Thomas Michie, Russell B. and Andrée Beauchamp Stearns Senior Curator of Decorative Arts and Sculpture, Art of Europe, reveals the biggest surprise about “Casanova’s Europe.”
Recently there have been more galleries with both paintings and decorative arts. How does that collaboration come about?
With great effort! It is a challenge to incorporate decorative arts and sculpture in our galleries, but I believe they enrich our understanding of the world around us. On a practical level, furniture requires platforms for protection, and smaller objects generally require mounts and pedestals. That involves designers, conservators, mount-makers, carpenters, painters, and installation crew. Before long, the collaborative team becomes quite large, and you can imagine the planning and scheduling that are involved. It’s definitely worth the effort, though, when the product feels greater than the sum of its parts.
What was the biggest surprise about preparing and researching the exhibition “Casanova’s Europe: Art, Pleasure, and Power in the 18th Century”?
This is the largest exhibition I have worked on, and the complexity of negotiating international loans was a learning experience for me. It was also a surprise to realize how different the exhibition looked at each of the three venues. The newest experience for me was working with our Creative and Interactive Media department to produce the video wall at the entrance of the exhibition, plus the three “soundscapes” that accompany the Venice, Paris, and London tableaux. I had no idea how much time and effort are required to produce those.
If you had to live in one of the tableaux, which one would you choose?
I would definitely choose Paris. Imagine living with those glorious Boucher paintings in perpetual morning sunlight! Besides, confinement in a convent is not an appealing option for me, and as much as I would enjoy living in London, I would make a terrible card sharp.
What is your favorite object in the collection and why?

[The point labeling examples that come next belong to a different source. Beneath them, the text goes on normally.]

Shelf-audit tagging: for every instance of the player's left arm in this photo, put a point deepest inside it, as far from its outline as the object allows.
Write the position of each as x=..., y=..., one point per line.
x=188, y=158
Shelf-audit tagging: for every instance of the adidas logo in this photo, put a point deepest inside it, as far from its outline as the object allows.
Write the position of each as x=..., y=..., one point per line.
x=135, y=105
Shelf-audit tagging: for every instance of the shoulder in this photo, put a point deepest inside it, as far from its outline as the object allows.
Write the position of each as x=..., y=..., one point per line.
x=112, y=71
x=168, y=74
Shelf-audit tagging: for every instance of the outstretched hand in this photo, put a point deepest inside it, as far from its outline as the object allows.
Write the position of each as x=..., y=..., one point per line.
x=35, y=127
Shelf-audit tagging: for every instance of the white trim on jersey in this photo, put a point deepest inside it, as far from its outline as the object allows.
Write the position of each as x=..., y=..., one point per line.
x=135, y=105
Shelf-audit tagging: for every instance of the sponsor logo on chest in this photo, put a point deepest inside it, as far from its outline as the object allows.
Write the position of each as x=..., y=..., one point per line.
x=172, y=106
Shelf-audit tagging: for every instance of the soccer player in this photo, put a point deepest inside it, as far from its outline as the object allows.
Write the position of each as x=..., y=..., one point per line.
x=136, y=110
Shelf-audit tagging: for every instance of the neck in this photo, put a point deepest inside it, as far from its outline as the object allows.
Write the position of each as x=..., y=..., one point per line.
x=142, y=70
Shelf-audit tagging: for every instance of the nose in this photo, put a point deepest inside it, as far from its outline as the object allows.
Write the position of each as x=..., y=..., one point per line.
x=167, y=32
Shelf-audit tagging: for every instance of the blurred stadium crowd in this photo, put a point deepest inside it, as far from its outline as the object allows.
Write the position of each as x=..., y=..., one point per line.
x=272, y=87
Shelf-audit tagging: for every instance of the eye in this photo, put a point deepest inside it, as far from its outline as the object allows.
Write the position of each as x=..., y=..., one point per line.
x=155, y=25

Isn’t that like asking a parent to choose a favorite child? In the Casanova exhibition, I am proudest of the recently acquired gilt bronze wall lights in the Paris vignette. If I could take home just one work of art, it would be very hard for me to choose between the Bartlett Head of Aphrodite (about 330-300 BC) and Donatello’s Madonna of the Clouds (about 1425–35). I can’t imagine ever tiring of looking at either one.